Baldwin also argues that telemigration will be greatly enhanced by the availability of machine translation technology, especially Google Translate. I think he may be overstating the case here–from what I’ve seen, the quality of GT translations is highly variable. Not sure how well this approach would work in facilitating the interaction that is often required among team members to create something or solve a problem, and I am sure I wouldn’t want to trust it exclusively for something like, say, translating the functional specifications for a life-critical avionics system to be programmed by non-English speakers.
But there are a lot of English-speakers in the world, and a lot of activities in which fluency in a common language is not essential.

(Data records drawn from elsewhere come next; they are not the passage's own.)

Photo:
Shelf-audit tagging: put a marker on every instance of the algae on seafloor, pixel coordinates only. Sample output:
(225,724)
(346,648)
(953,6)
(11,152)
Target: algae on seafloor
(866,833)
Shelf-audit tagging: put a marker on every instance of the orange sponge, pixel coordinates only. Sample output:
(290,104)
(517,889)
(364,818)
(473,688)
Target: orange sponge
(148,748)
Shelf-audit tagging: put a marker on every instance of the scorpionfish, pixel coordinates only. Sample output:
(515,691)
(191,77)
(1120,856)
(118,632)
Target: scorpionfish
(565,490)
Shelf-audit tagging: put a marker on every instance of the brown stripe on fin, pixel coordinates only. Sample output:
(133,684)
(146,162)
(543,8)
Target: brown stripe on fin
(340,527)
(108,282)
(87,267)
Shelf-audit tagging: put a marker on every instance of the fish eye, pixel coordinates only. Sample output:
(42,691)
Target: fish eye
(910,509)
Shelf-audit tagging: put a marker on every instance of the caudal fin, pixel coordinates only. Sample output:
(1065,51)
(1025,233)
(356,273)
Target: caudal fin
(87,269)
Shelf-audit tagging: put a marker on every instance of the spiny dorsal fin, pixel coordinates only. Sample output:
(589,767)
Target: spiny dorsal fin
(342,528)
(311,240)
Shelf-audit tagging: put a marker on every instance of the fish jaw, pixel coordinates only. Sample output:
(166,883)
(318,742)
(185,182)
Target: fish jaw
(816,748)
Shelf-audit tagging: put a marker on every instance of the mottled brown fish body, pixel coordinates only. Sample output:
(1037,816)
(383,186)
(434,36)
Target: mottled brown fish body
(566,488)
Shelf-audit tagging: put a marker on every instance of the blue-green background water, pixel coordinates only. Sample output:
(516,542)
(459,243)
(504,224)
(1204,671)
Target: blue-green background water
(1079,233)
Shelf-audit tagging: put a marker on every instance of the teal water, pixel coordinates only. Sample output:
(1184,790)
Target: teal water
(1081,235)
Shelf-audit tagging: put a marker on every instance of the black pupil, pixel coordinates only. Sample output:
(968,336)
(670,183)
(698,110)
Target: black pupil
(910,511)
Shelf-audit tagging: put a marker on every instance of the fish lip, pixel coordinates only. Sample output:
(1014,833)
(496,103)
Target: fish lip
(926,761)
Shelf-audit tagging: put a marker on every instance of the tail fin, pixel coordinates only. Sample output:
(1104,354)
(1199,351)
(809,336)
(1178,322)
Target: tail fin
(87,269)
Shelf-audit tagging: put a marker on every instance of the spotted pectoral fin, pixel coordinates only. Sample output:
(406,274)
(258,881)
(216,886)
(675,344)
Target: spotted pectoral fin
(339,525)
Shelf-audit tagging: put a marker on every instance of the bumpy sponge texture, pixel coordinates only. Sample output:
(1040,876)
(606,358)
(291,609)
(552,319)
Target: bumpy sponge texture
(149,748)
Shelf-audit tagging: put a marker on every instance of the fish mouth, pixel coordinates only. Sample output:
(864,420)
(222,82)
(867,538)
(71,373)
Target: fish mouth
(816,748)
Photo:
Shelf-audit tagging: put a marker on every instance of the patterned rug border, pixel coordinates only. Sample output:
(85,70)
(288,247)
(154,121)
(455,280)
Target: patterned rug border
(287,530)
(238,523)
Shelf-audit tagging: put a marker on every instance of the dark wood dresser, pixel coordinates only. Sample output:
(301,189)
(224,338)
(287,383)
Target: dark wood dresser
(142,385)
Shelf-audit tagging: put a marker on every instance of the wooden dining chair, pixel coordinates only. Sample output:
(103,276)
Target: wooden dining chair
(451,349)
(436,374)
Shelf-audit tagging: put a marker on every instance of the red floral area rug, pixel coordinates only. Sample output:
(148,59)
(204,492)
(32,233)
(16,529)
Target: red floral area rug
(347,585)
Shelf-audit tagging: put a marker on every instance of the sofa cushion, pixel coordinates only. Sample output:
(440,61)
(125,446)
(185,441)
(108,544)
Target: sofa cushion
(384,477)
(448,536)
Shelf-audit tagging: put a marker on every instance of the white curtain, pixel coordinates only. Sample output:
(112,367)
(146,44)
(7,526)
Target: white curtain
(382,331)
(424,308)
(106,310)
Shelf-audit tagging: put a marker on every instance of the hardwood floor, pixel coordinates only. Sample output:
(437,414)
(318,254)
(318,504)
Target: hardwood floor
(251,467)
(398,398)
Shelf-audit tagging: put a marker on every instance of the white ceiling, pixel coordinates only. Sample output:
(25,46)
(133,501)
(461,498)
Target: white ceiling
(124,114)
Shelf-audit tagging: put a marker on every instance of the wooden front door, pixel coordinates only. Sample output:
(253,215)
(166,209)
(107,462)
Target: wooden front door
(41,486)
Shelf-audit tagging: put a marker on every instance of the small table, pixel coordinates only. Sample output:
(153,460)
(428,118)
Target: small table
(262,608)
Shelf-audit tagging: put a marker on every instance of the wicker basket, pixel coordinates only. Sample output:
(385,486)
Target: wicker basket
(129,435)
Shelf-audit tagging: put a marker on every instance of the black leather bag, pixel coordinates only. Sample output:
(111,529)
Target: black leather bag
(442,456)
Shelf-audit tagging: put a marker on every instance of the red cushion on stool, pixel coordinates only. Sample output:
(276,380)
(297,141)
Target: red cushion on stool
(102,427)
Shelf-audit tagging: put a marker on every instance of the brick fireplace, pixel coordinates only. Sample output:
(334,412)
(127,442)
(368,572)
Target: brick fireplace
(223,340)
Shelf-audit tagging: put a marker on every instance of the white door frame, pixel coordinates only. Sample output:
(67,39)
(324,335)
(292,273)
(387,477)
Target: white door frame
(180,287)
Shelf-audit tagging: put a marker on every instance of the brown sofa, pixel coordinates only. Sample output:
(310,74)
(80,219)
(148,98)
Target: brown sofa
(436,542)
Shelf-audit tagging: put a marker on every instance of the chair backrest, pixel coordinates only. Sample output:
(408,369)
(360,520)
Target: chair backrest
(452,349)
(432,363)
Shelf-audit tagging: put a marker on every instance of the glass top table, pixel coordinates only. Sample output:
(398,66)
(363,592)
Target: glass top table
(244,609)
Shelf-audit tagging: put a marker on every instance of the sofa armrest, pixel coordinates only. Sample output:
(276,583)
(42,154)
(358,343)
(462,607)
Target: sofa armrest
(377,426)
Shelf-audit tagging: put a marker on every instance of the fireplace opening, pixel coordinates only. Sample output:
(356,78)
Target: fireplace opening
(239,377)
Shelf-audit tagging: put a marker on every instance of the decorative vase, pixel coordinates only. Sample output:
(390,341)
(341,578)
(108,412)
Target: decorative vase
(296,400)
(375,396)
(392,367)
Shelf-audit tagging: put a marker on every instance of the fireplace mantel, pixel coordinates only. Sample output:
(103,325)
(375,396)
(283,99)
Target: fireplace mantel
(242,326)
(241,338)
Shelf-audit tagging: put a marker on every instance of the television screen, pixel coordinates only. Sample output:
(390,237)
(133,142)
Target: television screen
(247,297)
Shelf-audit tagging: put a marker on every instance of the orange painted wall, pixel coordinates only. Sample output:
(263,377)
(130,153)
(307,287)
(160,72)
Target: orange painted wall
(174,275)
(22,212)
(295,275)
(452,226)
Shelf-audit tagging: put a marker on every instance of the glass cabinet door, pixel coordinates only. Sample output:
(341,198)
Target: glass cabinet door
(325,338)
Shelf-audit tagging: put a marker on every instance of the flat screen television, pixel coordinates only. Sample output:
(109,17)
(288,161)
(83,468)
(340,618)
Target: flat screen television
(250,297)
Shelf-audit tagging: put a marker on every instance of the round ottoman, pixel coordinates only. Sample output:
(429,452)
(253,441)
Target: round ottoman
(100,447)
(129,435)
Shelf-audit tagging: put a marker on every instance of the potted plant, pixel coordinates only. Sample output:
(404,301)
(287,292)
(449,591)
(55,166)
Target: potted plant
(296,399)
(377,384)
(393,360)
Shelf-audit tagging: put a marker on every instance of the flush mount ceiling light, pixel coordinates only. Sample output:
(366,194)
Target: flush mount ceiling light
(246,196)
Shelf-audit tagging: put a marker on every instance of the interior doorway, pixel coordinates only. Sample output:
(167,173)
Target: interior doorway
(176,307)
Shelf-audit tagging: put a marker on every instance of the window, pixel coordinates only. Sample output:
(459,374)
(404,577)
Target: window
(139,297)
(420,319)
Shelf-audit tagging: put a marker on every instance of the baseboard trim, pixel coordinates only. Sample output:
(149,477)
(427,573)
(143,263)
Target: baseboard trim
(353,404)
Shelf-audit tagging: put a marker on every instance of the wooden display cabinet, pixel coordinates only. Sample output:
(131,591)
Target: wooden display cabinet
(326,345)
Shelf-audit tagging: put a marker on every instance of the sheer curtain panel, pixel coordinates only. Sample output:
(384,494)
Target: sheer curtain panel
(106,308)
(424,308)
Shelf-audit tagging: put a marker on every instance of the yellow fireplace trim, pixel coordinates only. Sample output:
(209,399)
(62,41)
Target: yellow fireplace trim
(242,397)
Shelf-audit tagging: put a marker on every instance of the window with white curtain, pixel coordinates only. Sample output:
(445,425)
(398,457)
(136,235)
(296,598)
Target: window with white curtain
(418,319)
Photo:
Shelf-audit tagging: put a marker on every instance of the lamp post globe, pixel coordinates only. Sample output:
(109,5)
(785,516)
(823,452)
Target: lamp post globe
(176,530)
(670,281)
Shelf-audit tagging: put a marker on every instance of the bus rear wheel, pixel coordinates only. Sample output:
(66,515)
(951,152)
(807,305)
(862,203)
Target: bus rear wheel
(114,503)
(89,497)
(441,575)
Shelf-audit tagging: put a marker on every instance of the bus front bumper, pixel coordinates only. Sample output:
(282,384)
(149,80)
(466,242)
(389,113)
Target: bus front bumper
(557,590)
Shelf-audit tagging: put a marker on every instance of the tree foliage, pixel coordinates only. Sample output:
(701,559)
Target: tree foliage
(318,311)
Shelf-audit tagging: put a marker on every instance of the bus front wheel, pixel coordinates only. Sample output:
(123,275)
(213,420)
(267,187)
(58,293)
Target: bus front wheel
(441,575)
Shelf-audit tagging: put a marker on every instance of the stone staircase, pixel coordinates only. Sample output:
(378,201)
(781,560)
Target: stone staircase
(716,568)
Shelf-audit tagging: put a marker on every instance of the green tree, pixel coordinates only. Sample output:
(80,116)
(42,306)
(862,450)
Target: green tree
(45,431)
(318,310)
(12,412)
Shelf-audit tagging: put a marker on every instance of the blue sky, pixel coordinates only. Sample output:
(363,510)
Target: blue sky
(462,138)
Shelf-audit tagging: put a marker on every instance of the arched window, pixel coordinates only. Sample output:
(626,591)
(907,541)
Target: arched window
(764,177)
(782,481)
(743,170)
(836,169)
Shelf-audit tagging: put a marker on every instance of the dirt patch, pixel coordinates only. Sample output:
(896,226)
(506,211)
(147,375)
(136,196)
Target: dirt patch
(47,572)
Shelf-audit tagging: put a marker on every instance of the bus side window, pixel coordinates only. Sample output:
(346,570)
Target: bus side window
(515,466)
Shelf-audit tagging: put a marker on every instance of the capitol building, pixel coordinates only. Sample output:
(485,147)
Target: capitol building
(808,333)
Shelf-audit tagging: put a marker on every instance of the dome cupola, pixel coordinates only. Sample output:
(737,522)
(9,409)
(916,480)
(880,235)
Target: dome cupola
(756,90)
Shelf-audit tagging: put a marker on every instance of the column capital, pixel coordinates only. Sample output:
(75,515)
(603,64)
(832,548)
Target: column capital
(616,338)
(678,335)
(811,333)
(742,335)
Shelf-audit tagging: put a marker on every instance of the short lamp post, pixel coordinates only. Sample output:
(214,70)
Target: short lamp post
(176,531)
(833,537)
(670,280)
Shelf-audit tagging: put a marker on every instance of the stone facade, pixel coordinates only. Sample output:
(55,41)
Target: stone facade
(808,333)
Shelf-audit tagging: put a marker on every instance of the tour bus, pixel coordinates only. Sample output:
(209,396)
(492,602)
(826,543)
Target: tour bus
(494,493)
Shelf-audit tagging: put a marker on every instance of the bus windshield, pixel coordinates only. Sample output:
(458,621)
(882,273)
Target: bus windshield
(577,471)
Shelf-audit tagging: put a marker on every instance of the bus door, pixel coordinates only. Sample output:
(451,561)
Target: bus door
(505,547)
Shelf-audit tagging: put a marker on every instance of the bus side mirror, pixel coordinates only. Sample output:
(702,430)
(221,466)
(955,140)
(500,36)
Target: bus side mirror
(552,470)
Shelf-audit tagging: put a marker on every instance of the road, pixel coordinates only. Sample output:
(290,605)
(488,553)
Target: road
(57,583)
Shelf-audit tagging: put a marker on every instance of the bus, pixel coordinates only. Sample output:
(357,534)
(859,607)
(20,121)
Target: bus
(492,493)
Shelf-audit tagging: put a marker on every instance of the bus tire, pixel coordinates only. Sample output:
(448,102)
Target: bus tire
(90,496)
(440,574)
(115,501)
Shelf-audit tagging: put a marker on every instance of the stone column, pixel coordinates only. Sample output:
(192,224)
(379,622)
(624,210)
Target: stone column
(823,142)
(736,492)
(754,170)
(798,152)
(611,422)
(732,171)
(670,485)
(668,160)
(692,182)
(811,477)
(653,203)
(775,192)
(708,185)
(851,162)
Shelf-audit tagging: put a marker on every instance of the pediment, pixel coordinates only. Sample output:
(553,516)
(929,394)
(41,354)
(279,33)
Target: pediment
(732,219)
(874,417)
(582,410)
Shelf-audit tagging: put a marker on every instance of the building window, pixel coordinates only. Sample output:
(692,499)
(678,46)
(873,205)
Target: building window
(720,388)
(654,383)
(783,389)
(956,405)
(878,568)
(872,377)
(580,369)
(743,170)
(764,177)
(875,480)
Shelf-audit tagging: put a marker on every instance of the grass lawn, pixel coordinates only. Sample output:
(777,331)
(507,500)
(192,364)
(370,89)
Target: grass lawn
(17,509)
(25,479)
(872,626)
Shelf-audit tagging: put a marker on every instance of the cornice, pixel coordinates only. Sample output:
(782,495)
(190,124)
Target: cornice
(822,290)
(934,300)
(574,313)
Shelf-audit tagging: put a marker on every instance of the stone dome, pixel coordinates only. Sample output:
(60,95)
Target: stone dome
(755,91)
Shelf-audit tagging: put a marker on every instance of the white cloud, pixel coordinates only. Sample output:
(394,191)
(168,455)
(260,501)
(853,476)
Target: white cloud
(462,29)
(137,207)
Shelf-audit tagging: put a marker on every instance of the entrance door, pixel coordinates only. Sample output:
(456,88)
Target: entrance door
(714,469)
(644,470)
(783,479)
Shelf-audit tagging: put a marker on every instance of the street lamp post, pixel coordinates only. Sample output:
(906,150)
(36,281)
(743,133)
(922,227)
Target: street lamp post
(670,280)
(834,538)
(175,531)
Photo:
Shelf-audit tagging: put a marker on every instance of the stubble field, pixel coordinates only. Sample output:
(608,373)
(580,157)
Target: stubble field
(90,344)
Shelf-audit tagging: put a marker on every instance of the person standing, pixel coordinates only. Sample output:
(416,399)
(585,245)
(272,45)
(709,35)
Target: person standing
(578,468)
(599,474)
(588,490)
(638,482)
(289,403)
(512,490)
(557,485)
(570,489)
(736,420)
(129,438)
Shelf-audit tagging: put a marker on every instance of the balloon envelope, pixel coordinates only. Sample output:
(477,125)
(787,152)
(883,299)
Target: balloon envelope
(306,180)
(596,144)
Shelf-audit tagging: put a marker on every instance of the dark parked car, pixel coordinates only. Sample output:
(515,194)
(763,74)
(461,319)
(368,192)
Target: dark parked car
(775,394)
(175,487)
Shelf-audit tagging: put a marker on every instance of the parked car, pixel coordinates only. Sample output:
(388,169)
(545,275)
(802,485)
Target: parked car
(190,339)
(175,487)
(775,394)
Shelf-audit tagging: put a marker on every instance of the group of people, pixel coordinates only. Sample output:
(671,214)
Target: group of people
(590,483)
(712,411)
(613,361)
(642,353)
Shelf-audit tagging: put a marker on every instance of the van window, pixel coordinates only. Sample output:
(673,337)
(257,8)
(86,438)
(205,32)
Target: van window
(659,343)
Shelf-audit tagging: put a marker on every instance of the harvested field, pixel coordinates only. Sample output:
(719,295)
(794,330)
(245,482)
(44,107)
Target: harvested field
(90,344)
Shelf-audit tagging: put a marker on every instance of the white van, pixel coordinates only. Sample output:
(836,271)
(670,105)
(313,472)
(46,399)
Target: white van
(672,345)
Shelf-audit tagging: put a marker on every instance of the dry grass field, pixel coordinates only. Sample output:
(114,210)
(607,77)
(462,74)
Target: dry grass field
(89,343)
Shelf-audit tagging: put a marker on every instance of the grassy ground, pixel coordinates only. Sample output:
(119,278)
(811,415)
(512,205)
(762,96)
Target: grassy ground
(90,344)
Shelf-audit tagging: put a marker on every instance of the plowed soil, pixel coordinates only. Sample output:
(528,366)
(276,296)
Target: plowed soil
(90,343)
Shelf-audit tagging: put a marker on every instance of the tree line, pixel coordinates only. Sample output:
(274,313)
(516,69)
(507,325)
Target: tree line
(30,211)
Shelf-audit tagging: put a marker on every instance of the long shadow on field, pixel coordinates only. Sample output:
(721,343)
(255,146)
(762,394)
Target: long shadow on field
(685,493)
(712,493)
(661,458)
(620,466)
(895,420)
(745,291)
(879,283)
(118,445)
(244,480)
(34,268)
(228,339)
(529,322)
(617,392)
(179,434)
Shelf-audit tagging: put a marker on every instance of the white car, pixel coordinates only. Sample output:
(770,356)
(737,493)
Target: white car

One area in which a lot of telemigration seems to be occurring is in software development and maintenance. Here for example, is a company which acquires application software companies and offshores much of the ongoing work (which presumably includes incremental product enhancements as well as problem-fixing) to contract programmers: company’s chief recruiter asserts that the current cloud wage for a C++ programmer is $15 an hour. As the Forbes article notes, that’s what Amazon pays its warehouse workers. (Well, at least in the US–and $15/hour for a programmer in, say, India is surely worth a lot more than $15/hour in this country.) What makes this story particularly interesting is that the founder/CEO of the company was noted, in his earlier incarnation in a different software business, for paying software people very well indeed and going to great lengths to recruit them.